Surat Cinta Untuk Sepapan Catur
Kepada pujaan hatiku, Sepapan
Catur di loteng pos ronda Mang Roni,
Jujur sudah lama aku ingin
menulis surat ini. Kau mungkin tak tahu, betapa terpesonanya aku saat pertama
kali mengenalmu. Bapaklah yang mengenalkanmu padaku. Saat itu aku masihlah
sering ngompol setiap malam meski teman-teman sebayaku sudah tidak. Aku ingat,
pertama kali melihatmu, mataku berbinar-binar saat itu. Tubuhmu kotak hitam
malam, juga kotak putih angsa. Serasi dan harmoni.

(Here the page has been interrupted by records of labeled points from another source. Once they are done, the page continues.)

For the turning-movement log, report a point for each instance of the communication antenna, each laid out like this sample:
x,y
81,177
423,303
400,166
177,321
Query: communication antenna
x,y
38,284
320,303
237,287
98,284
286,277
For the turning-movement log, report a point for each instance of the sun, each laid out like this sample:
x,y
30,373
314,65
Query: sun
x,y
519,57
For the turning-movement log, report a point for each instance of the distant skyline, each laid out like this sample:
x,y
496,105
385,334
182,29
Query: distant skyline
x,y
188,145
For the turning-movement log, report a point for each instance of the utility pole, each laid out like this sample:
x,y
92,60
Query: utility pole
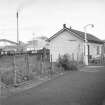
x,y
17,16
33,41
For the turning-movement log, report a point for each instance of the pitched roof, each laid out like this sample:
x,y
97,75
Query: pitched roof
x,y
81,35
5,40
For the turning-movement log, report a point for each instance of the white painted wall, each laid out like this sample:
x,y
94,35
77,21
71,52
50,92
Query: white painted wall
x,y
66,43
93,49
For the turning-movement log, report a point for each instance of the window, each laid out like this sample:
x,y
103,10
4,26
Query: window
x,y
98,50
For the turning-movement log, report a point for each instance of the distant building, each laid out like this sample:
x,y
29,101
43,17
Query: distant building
x,y
7,45
71,41
36,44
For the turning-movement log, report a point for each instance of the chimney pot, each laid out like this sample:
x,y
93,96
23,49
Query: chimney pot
x,y
64,25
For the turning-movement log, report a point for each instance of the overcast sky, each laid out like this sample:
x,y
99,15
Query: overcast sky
x,y
46,17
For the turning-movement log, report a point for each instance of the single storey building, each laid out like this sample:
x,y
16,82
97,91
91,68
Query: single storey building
x,y
71,41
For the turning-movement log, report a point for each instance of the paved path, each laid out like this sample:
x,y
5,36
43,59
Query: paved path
x,y
73,88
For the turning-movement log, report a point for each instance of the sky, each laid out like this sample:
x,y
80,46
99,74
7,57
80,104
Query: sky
x,y
46,17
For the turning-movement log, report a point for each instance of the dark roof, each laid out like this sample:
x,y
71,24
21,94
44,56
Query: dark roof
x,y
5,40
81,35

Yang membuatku amat
menggilaimu adalah kau merawat dua warna itu sekaligus, adil menyuapi mereka,
tak kurang juga tak lebih. Sungguh samudera hatimu.
Dari dulu aku sangat ingin
menyampaikan ini, namun baru bisa kukumpulkan nyaliku untuk menyampaikannya,
karena ini mungkin agak sedikit sensitif bagimu. Ini tentang postur tubuhmu.
Aku ingin kau tidak minder dengannya. Tidak semua lelaki suka dengan tubuh
serupa gitar spanyol. Ya contohnya saya. Saya suka kok tubuhmu yang kotak kokoh
dan kaku –yang kata orang-orang- itu. Pokoknya jangan pernah minder ya
gara-gara tubuhmu, apalagi soal pasangan. Tidak usah khawatir, karena Tuhan
punya hutang pada kita. Dia akan melunasinya dengan memberi kita pasangan.
Siapa tahu kita jodoh, ya kan? Hehe, terlalu berharap sekali saya.
Kau pasti tidak ingat, dulu Bapak
mengajari aku menyentuhmu untuk pertama kalinya. Aku sangat grogi saat itu.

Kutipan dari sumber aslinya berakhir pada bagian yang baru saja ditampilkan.